Если у Бродского есть стратегия, то Ратушинская едва ли входит в нее. Бродский написал предисловие к ее книжке стихов, когда Ратушинская находилась в лагере[278]. И, мне кажется, просто нужно было имя Бродского, чтобы вытащить ее оттуда.
Да, это все понятно, но все-таки литература есть литература. В этом смысле тоже интересно, как Бродский определяет текущую поэзию. Меня поразил его набор имен современных поэтов: это были его друзья ближайшие. Казалось бы, ну и что! Володя Уфлянд — замечательный поэт, совершенно определенный, достаточно локальный. О Рейне я уж не говорю. Я ценю, что он делал в 60-е годы, но он практически не менялся. Но когда Бродский называет эти имена как имена ведущих поэтов, это фактически то же выстраивание некой иерархии, некой пушкинской плеяды, которая единственная претендует на господство. И я понимаю, почему это может вызывать раздражение у поэтов другой школы, скажем, у Айги. Остается то же разделение на кубо- и эго-футуризм. Бродский остается эго-футуристом скорее, а Айги представляет кубо-футуристическую традицию. И та же самая альтернативность, та же борьба внутренняя.

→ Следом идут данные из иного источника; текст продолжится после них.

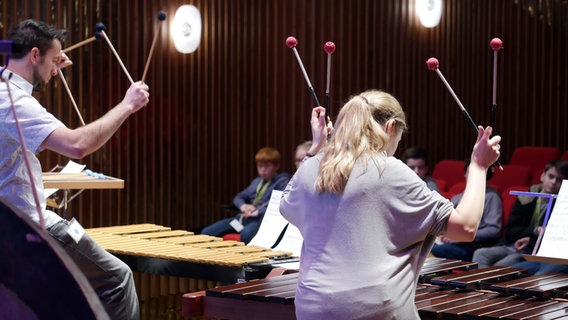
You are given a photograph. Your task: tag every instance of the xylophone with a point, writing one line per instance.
(169, 262)
(447, 289)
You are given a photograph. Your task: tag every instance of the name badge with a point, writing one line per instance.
(76, 231)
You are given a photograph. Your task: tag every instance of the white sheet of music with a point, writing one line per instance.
(272, 224)
(70, 167)
(555, 239)
(291, 241)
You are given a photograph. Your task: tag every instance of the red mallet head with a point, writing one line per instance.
(432, 63)
(329, 47)
(291, 42)
(99, 26)
(496, 44)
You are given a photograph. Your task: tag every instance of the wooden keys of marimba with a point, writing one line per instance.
(447, 289)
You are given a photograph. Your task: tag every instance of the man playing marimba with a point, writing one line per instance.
(37, 59)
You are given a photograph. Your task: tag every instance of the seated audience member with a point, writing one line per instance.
(417, 159)
(525, 221)
(487, 232)
(252, 201)
(301, 152)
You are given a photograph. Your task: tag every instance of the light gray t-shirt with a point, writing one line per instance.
(363, 249)
(36, 124)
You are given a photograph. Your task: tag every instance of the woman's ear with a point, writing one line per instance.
(390, 127)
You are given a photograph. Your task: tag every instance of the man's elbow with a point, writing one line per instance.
(76, 152)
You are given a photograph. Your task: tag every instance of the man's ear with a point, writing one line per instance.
(34, 55)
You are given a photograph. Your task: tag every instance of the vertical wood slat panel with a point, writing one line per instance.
(191, 149)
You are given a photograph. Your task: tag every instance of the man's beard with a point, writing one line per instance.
(39, 84)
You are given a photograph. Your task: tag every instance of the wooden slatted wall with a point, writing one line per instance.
(191, 149)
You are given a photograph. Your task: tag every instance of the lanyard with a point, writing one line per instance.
(260, 190)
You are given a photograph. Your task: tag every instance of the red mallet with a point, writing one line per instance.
(329, 48)
(433, 65)
(291, 42)
(161, 17)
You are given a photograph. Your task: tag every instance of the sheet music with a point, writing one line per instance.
(272, 224)
(71, 167)
(291, 241)
(555, 238)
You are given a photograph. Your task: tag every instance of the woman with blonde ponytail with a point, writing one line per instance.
(368, 221)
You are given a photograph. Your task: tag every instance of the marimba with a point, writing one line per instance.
(167, 262)
(447, 289)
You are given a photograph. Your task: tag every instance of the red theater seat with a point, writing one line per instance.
(512, 175)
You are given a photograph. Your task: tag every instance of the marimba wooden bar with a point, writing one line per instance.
(460, 291)
(169, 262)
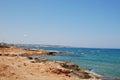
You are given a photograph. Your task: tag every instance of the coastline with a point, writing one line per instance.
(59, 69)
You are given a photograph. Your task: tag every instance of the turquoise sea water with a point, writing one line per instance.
(102, 61)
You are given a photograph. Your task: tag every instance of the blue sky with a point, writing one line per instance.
(80, 23)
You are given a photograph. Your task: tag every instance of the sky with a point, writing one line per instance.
(78, 23)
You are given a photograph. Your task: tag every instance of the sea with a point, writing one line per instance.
(105, 62)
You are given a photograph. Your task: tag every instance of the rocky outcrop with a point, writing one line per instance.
(67, 68)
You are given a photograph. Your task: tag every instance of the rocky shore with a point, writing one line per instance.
(18, 64)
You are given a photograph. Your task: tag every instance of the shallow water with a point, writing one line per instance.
(102, 61)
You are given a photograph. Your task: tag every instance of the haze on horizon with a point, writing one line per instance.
(80, 23)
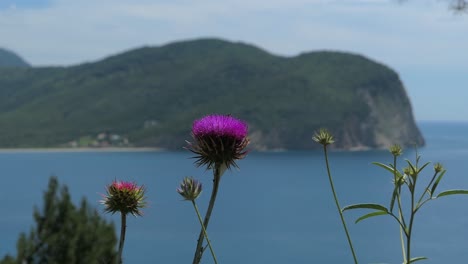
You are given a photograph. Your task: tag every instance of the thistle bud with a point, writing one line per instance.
(190, 188)
(124, 197)
(218, 140)
(324, 137)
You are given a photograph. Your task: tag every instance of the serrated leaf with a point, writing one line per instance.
(365, 206)
(452, 192)
(370, 215)
(436, 183)
(417, 259)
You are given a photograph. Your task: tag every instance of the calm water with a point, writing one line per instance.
(276, 209)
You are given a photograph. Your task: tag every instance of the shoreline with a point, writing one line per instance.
(86, 149)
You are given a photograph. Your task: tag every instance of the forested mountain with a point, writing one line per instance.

Бродский и Айги, может, и недолюбливают друг друга, но уважают. Айги, отказавшись принять участие в этом сборнике, говорил потом со мной до 4-х часов утра, в том числе много о Бродском. Он считает Бродского не только большим поэтом, но и одним из умнейших людей, с которыми ему когда-либо приходилось встречаться. Естественно, находясь на противоположных полюсах русского поэтического континента, они многое не принимают друг у друга. Однако Айги признает, что Бродский в значительной мере преобразил ландшафт русской поэзии[279]. Изменил ли Бродский ваше представление о поэзии?

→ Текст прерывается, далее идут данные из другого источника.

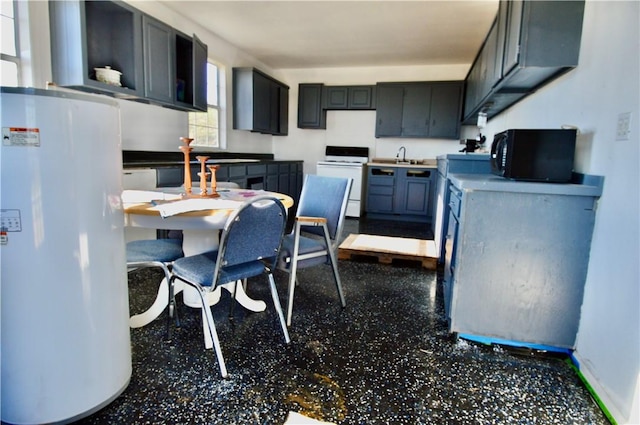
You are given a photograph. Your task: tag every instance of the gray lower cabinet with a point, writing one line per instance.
(419, 109)
(516, 258)
(400, 193)
(472, 163)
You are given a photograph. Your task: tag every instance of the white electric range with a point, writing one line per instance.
(347, 162)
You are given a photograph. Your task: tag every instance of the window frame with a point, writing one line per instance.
(5, 57)
(218, 106)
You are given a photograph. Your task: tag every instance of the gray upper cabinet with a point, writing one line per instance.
(349, 97)
(310, 112)
(191, 72)
(531, 43)
(88, 35)
(159, 60)
(260, 103)
(419, 109)
(158, 65)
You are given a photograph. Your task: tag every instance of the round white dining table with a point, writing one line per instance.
(200, 220)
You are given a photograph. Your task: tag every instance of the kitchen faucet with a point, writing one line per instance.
(404, 154)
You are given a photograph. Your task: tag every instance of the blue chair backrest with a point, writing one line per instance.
(324, 197)
(254, 231)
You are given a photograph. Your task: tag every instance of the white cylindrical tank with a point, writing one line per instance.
(66, 348)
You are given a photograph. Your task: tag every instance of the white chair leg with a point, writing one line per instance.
(292, 288)
(292, 271)
(334, 266)
(213, 333)
(278, 307)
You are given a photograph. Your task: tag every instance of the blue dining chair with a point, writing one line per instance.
(159, 253)
(317, 230)
(249, 246)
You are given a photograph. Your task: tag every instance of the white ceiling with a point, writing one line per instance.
(319, 34)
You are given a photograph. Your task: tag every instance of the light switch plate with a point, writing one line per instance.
(624, 126)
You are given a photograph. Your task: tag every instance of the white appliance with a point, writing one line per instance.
(66, 349)
(349, 162)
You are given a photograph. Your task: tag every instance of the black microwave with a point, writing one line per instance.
(534, 154)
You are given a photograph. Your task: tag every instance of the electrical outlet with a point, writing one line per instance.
(624, 126)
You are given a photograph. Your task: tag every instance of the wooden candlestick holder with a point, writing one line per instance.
(214, 182)
(203, 175)
(186, 149)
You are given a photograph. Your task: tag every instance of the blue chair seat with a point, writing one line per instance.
(161, 250)
(249, 246)
(305, 246)
(159, 253)
(321, 213)
(200, 268)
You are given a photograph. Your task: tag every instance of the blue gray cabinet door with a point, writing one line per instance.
(159, 60)
(310, 112)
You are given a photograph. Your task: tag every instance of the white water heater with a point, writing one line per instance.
(65, 339)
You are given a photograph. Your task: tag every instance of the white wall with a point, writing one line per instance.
(590, 97)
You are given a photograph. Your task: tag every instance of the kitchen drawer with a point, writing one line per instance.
(170, 177)
(455, 201)
(424, 174)
(386, 172)
(380, 190)
(237, 171)
(256, 170)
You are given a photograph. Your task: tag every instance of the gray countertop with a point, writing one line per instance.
(464, 156)
(588, 185)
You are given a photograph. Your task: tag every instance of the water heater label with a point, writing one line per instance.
(19, 136)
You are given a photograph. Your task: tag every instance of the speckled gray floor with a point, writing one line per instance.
(385, 359)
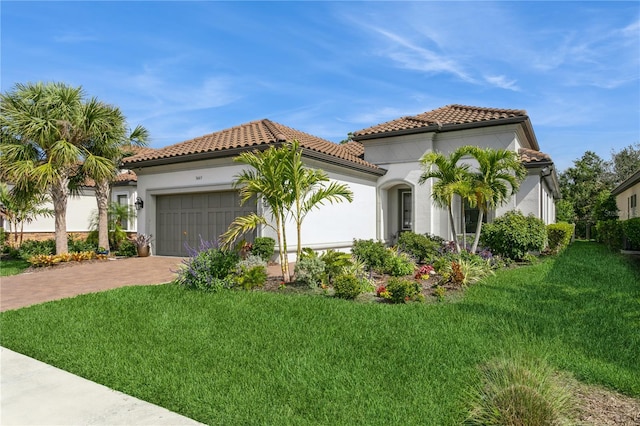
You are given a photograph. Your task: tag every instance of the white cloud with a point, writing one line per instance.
(502, 82)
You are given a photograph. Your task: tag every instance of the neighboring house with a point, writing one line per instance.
(398, 145)
(188, 194)
(627, 194)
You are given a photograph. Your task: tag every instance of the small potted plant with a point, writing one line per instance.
(143, 243)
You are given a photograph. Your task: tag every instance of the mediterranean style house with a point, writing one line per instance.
(187, 189)
(627, 197)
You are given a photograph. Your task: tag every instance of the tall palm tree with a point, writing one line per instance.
(20, 207)
(309, 188)
(498, 177)
(451, 179)
(111, 144)
(264, 181)
(287, 189)
(47, 130)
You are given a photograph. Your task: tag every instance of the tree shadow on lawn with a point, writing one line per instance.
(585, 320)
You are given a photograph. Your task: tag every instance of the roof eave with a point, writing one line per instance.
(458, 126)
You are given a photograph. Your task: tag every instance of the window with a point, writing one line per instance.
(123, 201)
(406, 210)
(471, 215)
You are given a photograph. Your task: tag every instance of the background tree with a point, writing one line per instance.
(624, 163)
(581, 185)
(498, 177)
(49, 135)
(451, 179)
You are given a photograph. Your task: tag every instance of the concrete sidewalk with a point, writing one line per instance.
(34, 393)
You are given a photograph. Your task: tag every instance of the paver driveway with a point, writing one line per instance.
(65, 280)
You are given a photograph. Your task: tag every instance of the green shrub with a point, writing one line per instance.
(609, 233)
(335, 263)
(401, 290)
(373, 253)
(559, 236)
(264, 247)
(513, 235)
(79, 245)
(310, 270)
(32, 248)
(398, 264)
(421, 247)
(347, 286)
(127, 248)
(208, 268)
(250, 277)
(631, 229)
(519, 392)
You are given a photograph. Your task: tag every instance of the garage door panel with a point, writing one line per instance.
(184, 218)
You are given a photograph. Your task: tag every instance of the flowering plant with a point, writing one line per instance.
(143, 240)
(424, 272)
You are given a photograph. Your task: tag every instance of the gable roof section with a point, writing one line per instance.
(449, 118)
(627, 183)
(258, 134)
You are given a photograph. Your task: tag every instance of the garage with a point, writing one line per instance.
(186, 218)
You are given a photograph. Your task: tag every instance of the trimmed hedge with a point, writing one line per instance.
(609, 233)
(513, 235)
(559, 236)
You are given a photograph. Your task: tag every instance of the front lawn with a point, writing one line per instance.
(268, 358)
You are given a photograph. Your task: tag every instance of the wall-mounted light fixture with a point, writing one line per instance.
(139, 203)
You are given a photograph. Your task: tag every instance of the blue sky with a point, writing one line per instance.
(184, 69)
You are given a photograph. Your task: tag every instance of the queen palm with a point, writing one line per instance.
(451, 179)
(47, 133)
(265, 180)
(309, 188)
(287, 189)
(111, 144)
(498, 177)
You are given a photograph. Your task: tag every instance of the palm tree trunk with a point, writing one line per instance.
(453, 228)
(478, 230)
(59, 197)
(102, 198)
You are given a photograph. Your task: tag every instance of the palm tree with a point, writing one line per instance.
(20, 207)
(111, 144)
(309, 189)
(451, 179)
(287, 189)
(265, 180)
(48, 130)
(498, 177)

Нет, скорее он подтвердил его. Все-таки я не намного моложе Бродского. К тому времени, когда Бродский стал известным поэтом, некоторые стратегические; линии движения для меня уже существовали. Бродский просто показал, что возможно: возможна высокая поэзия сейчас и здесь, что для меня внутренне было очевидно, но очевидно было еще без голоса, как бы в зоне молчания. И это, конечно, замечательно. Я не понимаю, как в Бродском сочетается литературная стратегия и подлинные поэтические движения. Для меня это одна из загадок: одновременная открытость и выстроенность ситуации, предельная ясность и тяготение к метафизической темноте. Дело в том, что мы все, вероятно, исходили из какого-то фундаментального понятия пустоты человеческого существования, пустоты, которая как бы является центром. Потом этот центр стал заполняться каким-то образом. Для одних это был религиозный поиск, для других — социальный, а Бродский остался поэтом, остался в этом метафизическом колодце, где человек один на один со вселенной. При том, что для него, я повторяю, всегда очень важно было его иерархическое положение.

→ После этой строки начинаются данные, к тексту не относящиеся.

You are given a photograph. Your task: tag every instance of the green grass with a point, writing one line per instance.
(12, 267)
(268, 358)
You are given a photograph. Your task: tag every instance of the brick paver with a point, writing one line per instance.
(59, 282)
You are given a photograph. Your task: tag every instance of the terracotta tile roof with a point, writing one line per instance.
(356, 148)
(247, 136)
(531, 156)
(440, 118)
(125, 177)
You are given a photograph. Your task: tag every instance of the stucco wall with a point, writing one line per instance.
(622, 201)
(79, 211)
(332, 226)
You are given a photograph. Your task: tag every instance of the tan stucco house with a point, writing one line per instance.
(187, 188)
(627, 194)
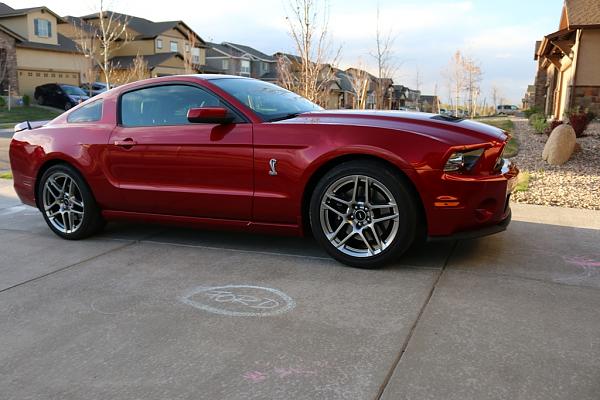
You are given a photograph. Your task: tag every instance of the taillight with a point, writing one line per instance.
(463, 160)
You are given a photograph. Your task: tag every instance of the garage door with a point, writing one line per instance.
(29, 79)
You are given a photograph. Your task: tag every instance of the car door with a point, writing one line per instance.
(57, 96)
(163, 164)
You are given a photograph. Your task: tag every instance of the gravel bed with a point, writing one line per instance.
(575, 184)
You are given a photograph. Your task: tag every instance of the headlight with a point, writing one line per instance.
(462, 161)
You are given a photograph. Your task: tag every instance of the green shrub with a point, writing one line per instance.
(533, 110)
(535, 118)
(579, 120)
(540, 125)
(552, 125)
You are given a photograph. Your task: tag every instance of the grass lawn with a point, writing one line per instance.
(512, 148)
(20, 114)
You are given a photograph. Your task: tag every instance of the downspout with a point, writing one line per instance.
(575, 59)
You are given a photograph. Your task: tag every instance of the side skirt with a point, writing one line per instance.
(207, 223)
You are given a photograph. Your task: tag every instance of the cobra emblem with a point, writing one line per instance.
(273, 166)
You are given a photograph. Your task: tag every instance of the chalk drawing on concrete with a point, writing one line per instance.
(239, 300)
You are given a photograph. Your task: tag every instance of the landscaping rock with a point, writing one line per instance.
(560, 145)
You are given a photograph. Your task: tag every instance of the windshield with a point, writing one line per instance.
(269, 101)
(72, 90)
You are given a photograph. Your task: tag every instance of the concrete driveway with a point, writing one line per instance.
(146, 312)
(4, 145)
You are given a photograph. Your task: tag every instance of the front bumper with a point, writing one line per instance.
(462, 206)
(476, 233)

Почему, как вы думаете, из всей "великолепной семерки", если не десятки, великих русских поэтов XX века Бродский выделяет Цветаеву? Чем она так важна для Бродского?
Вы знаете, я думаю, что нужно разделять для Бродского степени литературной искренности. Скажем так, для него Цветаева должна быть великим поэтом. Должна быть, а не является. То есть для него существует категория долженствования, чисто имперская категория. Бродский в принципе поэт империи. И вот это имперское начало проявляется прежде всего в его отношении к литературе как к некой иерархии. Цветаева — мастер. Цветаева, как говорили древние греки, технэ. Бродский человек не греческого плана, а скорее римского. И в римской культуре вот это технэ, умение выстроить, умение подогнать блоки, проявить силовое отношение к материалу — особенно ценилось. В русской поэзии Цветаева, пожалуй, наиболее техничный автор. Это первое. Второе, у Цветаевой необыкновенно важно личное начало, индивидуальное, индивидуалистическое. Ну, Маяковского как бы неудобно любить, хотя он работает в том же ключе, но это дурной тон. А Цветаева с ее судьбой, с ее трагедией оправдывает и собственный индивидуализм. Но если говорить о метафизическом ядре ее поэзии и поэтики, оно совершенно иное, чем у Бродского. И Бродский представляется мне поэтом более глубоким и просто другого класса, другого плана. И для Бродского, и для Цветаевой в начале пути присутствовал, что ли, остервенелый романтизм, то есть предельная утопичность поэтического видения. Если взять ее строки "Моим стихам, как драгоценным винам, / Настанет свой черед"[280] и ранние стихи Бродского "Он верил в свой череп. Верил" [С: 19], где художник добивается всего, то это одни и тот же мотив, мотив утверждения личности через материал поэтического слова, через технэ. Но дальше тот слом, который произошел в его поэтике, особенно после Норенской, после ссылки, мне кажется, увел Бродского от Цветаевой. И еще одно отличие от Цветаевой. Бродский всегда ощущал свою еврейскость как религиозное качество, хотя он все-таки поэт христианский. И эта вот его "еврейскость", этот его комплекс неполноценности, который особенно сильно проявился вначале и нуждался в том, чтобы голос как бы забивал эту внутреннюю слабую струну, вот этого лишена была Цветаева. Это просто разный масштаб, на мой взгляд.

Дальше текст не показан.